Dans les institutions qui sont dirigées par des élus et gérées par des permanents, la situation met parfois les permanents, lors des renouvellements liés aux élections, dans des situations scabreuses, pris qu’ils sont dans la continuité d’un projet contraire aux nouvelles orientations politiques. Inutile de préciser que les objectifs d’élus ne sont pas toujours les mêmes que ceux de l’institution.
En résumé, il y a matière à réflexion.
Ce qui donne l’idée d’un Commissariat à la Gouvernance, sur le modèle du Commissariat aux Comptes.
Sans doute certains commissaires aux comptes pourraient servir ce propos, mais il semble indispensable de distinguer et séparer les deux types de mission.
A titre d’exemple, et sans ambition d’exhaustivité, voire de réalisme, voici quelques items d’investigation pour cette mission gouvernantielle :
· Les définitions des missions des instances dirigeantes, et des dirigeants : existence, formalisme, respect, analyse des documents internes (statuts, procédures, comptes rendus et minutes)et vérification sur le terrain,
· Organigramme officiel, organigramme de fonctionnement réel, réalité des définitions de mission et des titres
· Relevé d’incidents et de conflits internes (observations, analyse et diagnostic), traitement des conflits internes, procédures d’arbitrages et suivi, identification de zones de conflit de missions au sein de l’organisation.
· Analyse des entrées et départs
· Mesure de la qualité de la coopération interne (grille d’autodiagnostic), de la convention d’effort et des coûts de transaction
· Analyse du fonctionnement des instances représentatives du personnel
· Analyse des documents officiels à destination du personnel ou du public (y compris sites web)
· Analyse du fonctionnement des réseaux intranet.
· Analyse des études de climat interne, problématique du « Silence Organisationnel », non-dit, politiquement correct, valeurs énoncées, valeurs vécues, « légendes » de l’entreprise, rumeurs..
Un ou des administrateurs indépendants pourraient participer à cette diligence, pour en améliorer le reporting au Conseil d’administration ou de surveillance, et en assurer le suivi.
Les grands chapitres du rapport pourraient couvrir :
1. La définition de la stratégie, et les missions des différents organes pour la mise en œuvre et le suivi de la stratégie, la cohérence entre les objectifs et les moyens
2. L’analyse de l’organisation au regard des objectifs le fonctionnement des organes et du dispositif de reporting, l’audit interne, les incidents
3. La pertinence de la qualification des dirigeants, et leur qualité organisationnelle et managériales
4. Le fonctionnement de la DRH, des IRP, CHSCT, le Bilan Social, le SIRH, la fonction « learning et development », l’Université Interne, les ruptures de contrat, conventionnelles ou non.
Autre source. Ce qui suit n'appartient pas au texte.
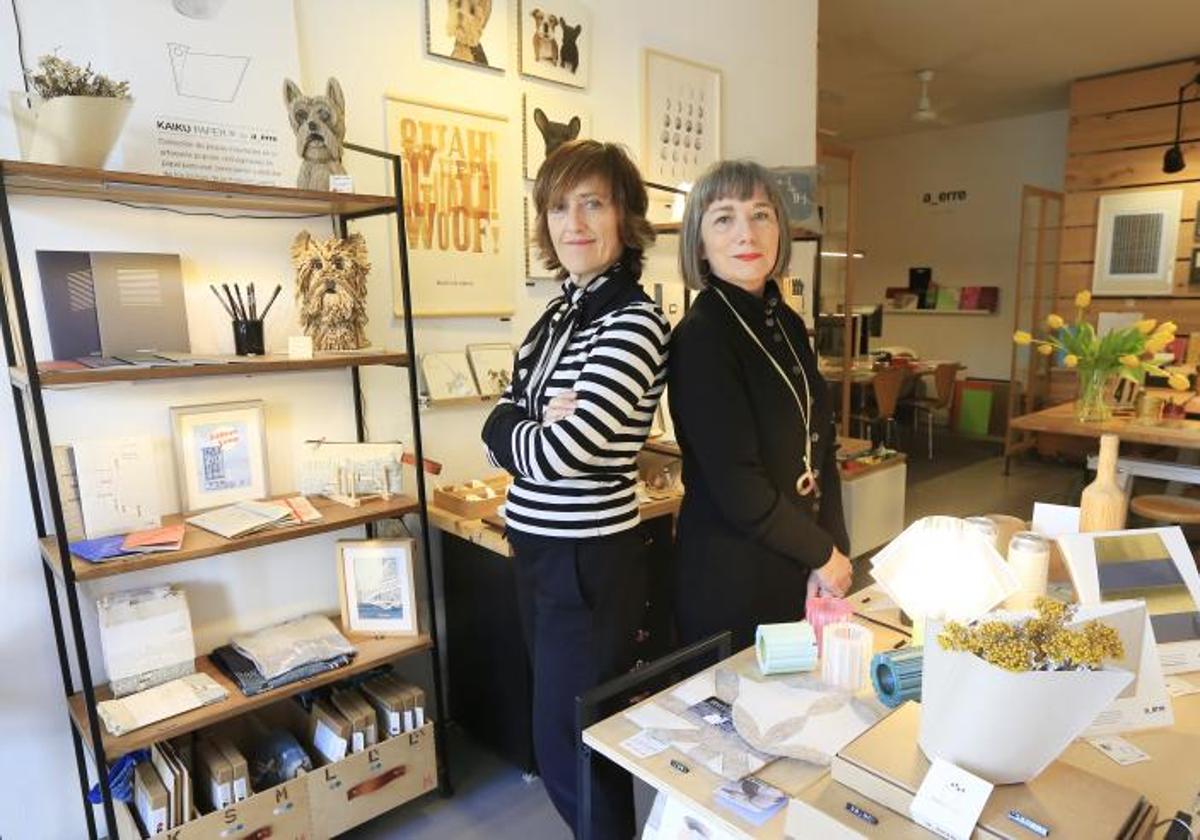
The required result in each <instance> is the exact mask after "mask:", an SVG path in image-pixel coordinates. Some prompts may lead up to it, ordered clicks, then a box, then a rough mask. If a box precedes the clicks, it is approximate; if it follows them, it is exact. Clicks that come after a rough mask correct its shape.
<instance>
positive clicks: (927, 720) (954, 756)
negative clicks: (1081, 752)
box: [919, 622, 1133, 785]
mask: <svg viewBox="0 0 1200 840" xmlns="http://www.w3.org/2000/svg"><path fill="white" fill-rule="evenodd" d="M941 629H942V626H941V623H938V622H934V623H930V626H929V636H928V638H926V642H925V667H924V674H923V684H922V698H920V737H919V743H920V749H922V751H924V754H925V756H926V757H928V758H929V760H930V761H932V760H934V758H942V760H944V761H948V762H950V763H953V764H955V766H958V767H961V768H962V769H965V770H970V772H971V773H974V774H976V775H978V776H982V778H984V779H986V780H988V781H990V782H992V784H995V785H1009V784H1015V782H1025V781H1028V780H1030V779H1033V778H1034V776H1036V775H1038V774H1039V773H1040V772H1042V770H1044V769H1045V768H1046V767H1048V766H1049V764H1050V762H1052V761H1054V760H1055V758H1057V757H1058V756H1060V755H1061V754H1062V751H1063V750H1064V749H1067V745H1068V744H1069V743H1070V742H1072V740H1074V739H1075V738H1076V737H1078V736H1079V734H1080V733H1081V732H1082V731H1084V730H1085V728H1087V726H1088V725H1090V724H1091V722H1092V721H1093V720H1094V719H1096V716H1097V715H1098V714H1099V713H1100V712H1102V710H1103V709H1104V708H1105V707H1108V706H1109V703H1111V702H1112V701H1114V700H1115V698H1116V696H1117V695H1118V694H1121V691H1122V690H1123V689H1124V688H1126V686H1127V685H1128V684H1129V683H1130V680H1133V674H1132V673H1129V672H1128V671H1122V670H1117V668H1111V670H1103V671H1026V672H1012V671H1006V670H1003V668H1001V667H997V666H995V665H990V664H989V662H985V661H983V660H982V659H979V658H978V656H974V655H972V654H968V653H961V652H947V650H943V649H942V647H941V644H938V643H937V634H938V632H941Z"/></svg>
Les chartes internes : déontologie, comité éthique, les événements sociaux, les règlements intérieurs
5. Les systèmes d’information et de communication interne, imprimés ou électronique et les sites web et autres intranet.
6. Les relations avec les clients et fournisseurs, les relations avec les services publiques, avec les concurrents
7. Etc..
Face à l’importance de l’analyse, une telle diligence n’est pas réaliste tous les ans. Sans doute un cycle de trois ans semble plus raisonnable.
Transparence, responsabilité, respect des personnes et des engagements, cohérence, sont les maîtres mots d’un bon management.
De bons managers dans une organisation saine sont un gage de succès et de pérennité de l’entreprise, qu’elle soit privée, publique, association ou institution.
Sans doute ce projet pourrait être porté par l’Institut Français des Administrateurs, si toutefois leur gouvernance le leur permet.
In memoriam Enron, Parmalat, et autres déviants gouvernantiels.